If the ACCC was a little more vigilant in preventing uncompetitive mergers, forced divestiture would not be required in Australia. Unfortunately, this is not the case and Australia suffers greatly because of it. It was Andrew Robb, now the Minister for Trade and Investment, who stated that Australia was an “oligopoly economy” and that we should just accept it. Crikey political editor Bernard Keane strongly disagreed, citing petrol, taxis, air travel, telecommunications and groceries as areas of serious concern.
As would be expected, Xenophon’s bill triggered an enquiry, of which four responses were released. Not surprisingly, the Australian National Retailers’ Association was one of the primary objectors. The reason for their objection is obvious and driven by self-interest.
One of the strongest arguments advanced by some in favour of oligopolies is that they enable companies to achieve economies of scale and minimise overheads. The argument is made that such strength would allow Australian firms to grow sufficiently big to compete in foreign markets. So far, there is little evidence of this. Rather, there is evidence in a wide range of Australian industry sectors of price-gouging and general laziness.
Australians appear to be especially poor when it comes to expanding businesses overseas (outside of New Zealand or the UK). There is not one instance of a major Australian multinational company with any degree of international market dominance in any sector. Not one. The oligopolies-are-good theory simply doesn’t hold.
Of course one cannot fault Coles or Woolworths for wanting to grow their businesses as much as possible. Nor any other business that acts legally. That is their right.

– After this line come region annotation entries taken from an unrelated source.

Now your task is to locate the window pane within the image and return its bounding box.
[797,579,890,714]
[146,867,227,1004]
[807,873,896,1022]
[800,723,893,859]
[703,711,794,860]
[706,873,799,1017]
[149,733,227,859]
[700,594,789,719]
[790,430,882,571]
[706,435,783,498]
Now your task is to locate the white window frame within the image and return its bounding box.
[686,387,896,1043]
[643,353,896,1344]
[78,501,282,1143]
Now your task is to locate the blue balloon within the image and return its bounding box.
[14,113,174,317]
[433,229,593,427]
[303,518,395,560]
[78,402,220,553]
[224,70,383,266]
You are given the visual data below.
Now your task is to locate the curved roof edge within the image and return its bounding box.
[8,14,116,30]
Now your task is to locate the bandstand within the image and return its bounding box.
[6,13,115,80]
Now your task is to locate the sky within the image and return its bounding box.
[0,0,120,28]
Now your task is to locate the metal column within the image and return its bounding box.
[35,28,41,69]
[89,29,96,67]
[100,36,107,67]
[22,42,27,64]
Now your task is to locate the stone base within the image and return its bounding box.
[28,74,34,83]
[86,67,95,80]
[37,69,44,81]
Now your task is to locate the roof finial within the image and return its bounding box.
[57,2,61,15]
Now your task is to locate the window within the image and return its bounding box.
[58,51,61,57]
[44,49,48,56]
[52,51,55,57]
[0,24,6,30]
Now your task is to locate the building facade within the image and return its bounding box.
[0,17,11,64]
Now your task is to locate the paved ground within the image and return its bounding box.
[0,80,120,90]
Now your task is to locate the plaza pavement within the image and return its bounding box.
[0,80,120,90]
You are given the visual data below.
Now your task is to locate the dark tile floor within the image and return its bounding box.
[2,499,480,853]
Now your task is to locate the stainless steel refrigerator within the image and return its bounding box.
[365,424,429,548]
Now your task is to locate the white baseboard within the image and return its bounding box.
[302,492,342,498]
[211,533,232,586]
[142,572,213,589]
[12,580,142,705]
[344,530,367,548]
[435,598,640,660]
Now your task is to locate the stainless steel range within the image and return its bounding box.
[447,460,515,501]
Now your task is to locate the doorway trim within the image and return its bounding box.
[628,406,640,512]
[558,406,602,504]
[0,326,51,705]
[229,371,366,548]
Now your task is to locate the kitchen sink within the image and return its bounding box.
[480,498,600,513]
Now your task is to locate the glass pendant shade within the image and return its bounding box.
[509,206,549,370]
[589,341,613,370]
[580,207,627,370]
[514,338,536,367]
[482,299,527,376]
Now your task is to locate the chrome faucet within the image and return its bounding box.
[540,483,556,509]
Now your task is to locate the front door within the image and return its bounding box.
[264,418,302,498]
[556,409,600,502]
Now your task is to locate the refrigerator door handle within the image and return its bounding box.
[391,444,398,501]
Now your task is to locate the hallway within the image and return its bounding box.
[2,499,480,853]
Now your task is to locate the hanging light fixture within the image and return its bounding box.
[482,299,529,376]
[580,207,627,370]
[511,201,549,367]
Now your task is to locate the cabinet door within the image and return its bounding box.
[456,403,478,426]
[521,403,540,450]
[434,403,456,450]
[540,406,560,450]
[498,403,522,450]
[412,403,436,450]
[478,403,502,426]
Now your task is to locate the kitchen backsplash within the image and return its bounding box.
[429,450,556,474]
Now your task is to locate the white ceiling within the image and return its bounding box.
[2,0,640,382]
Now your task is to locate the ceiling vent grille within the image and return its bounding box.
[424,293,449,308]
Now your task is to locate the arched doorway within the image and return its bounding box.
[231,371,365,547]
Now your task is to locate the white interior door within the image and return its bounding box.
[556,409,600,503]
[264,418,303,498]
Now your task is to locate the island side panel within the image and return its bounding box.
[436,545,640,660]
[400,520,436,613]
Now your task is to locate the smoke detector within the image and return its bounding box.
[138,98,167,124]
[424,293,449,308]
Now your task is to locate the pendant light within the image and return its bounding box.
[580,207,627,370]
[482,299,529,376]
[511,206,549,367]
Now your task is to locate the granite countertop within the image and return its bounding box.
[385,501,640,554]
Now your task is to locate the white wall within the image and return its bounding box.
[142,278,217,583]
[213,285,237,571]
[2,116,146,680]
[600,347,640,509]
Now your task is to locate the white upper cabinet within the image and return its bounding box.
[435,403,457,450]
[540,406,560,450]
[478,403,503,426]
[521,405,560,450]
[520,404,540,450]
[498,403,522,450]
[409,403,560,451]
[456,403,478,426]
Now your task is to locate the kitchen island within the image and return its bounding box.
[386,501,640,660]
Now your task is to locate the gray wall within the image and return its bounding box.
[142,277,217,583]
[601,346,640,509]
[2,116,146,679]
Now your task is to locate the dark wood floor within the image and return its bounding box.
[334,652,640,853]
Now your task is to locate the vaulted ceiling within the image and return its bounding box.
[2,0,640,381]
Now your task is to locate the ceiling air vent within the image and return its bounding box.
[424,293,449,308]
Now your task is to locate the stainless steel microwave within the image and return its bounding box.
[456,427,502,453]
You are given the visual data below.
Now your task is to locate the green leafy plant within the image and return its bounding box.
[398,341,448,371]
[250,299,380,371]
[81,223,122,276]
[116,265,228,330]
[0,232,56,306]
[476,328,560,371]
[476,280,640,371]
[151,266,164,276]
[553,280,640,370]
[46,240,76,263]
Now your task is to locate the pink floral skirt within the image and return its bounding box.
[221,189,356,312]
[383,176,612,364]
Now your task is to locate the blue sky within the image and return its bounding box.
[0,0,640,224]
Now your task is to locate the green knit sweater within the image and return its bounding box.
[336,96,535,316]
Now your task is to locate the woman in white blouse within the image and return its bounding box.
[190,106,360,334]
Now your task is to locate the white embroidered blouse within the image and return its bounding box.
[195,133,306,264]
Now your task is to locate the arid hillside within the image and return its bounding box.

The role of any modern government concerned with economic development and prosperity should be to foster competition and drive efficiency in the private sector. That very question of what is and isn’t legal is one for governments to answer through legislative means. It is not unreasonable to expect government to enforce a system of competitive capitalism that rewards enterprise and effort whilst protecting consumers and suppliers from abuses of market power.
Australians like to pride themselves on their egalitarian society. That egalitarianism isn’t merely sustained by a broad middle class of wage-earners. It also comes from a widespread distribution of capital in all its forms including savings, investments and shareholdings. If nothing else, forced divestiture in certain industry sectors would help both the consumer and the investor by distributing capital and market share to a greater number of participants. It would also provide a powerful incentive for successful Australian businesses to consider international expansion which would help the nation considerably.
It’s certainly something to think about.